Auto alimentazione delle diseguaglianze

Essendo l’aspetto culturale e l’aspetto socio-economico i principali fattori scatenanti del “digital divide”, tra le fasce di popolazione colpite da questo fenomeno ci sono inevitabilmente le minoranze etniche e gli immigrati. Le difficoltà riscontrate in queste persone sono causate spesso dal fattore linguistico o dal basso grado di scolarizzazione. Per loro potrebbe non essere così semplice colmare questo visibile “gap”. Nei campi nomadi, già colpiti da problemi di tipo sanitario e di mancanza di servizi come l’acqua corrente, i bambini e ragazzi che frequentano la scuola (spesso non oltre quella primaria e secondaria di primo grado), non avendo strumenti tecnici necessari e una connessione adeguata, hanno avuto grande difficoltà a seguire l’attività didattica in un momento di emergenza.

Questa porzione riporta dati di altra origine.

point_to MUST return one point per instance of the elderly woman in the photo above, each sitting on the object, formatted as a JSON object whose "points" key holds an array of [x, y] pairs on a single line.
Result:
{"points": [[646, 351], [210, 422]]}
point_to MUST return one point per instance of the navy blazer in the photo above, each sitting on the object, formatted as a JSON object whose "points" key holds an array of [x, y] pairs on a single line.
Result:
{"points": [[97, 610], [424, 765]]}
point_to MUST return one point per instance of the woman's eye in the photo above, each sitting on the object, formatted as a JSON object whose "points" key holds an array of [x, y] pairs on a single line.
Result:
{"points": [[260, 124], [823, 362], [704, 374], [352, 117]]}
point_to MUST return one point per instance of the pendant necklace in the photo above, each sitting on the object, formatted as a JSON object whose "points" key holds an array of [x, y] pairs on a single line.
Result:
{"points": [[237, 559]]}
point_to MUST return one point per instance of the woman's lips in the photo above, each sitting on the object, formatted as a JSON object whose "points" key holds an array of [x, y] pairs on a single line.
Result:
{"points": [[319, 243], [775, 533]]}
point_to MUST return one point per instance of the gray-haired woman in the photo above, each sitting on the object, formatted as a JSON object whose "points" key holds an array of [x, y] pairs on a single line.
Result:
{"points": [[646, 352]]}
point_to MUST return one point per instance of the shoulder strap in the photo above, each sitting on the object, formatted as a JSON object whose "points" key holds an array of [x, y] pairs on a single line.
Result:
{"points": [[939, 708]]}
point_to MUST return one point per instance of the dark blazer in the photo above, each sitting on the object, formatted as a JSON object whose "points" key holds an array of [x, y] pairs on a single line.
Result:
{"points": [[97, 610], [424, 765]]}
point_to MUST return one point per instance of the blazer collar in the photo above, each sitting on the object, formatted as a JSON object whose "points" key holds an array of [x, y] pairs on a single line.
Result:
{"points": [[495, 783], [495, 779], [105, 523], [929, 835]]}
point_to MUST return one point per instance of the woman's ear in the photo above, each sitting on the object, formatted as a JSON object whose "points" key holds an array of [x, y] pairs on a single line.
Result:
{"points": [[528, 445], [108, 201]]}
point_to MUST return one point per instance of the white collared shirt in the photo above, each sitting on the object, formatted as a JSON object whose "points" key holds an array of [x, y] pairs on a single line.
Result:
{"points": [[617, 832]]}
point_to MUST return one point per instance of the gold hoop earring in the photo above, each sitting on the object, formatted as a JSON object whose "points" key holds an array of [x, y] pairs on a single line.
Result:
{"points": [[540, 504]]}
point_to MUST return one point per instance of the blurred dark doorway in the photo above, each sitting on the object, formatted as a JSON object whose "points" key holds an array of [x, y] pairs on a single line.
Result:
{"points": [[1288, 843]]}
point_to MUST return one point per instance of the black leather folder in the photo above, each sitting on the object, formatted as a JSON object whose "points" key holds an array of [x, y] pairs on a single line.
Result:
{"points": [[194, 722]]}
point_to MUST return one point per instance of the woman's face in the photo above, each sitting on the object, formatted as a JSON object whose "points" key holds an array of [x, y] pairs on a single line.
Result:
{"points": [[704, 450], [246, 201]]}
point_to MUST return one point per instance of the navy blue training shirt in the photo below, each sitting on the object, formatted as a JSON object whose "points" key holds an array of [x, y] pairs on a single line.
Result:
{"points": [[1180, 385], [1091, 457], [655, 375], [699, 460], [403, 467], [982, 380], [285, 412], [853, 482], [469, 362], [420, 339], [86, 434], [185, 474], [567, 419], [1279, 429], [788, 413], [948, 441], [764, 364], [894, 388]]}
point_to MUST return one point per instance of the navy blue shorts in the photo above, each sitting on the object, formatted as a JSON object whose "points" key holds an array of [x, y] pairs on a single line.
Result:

Il fatto che nei campi non ci siano le risorse necessarie per stare al passo con la digitalizzazione, non farà che lasciarli ancora di più ai margini della società, così come accade per qualunque altra fascia sociale in queste condizioni. Il futuro del divario digitale è abbastanza incerto, attualmente l’unica certezza è che bisogna percorrere ancora molta strada per abbattere almeno le disuguaglianze 2.0.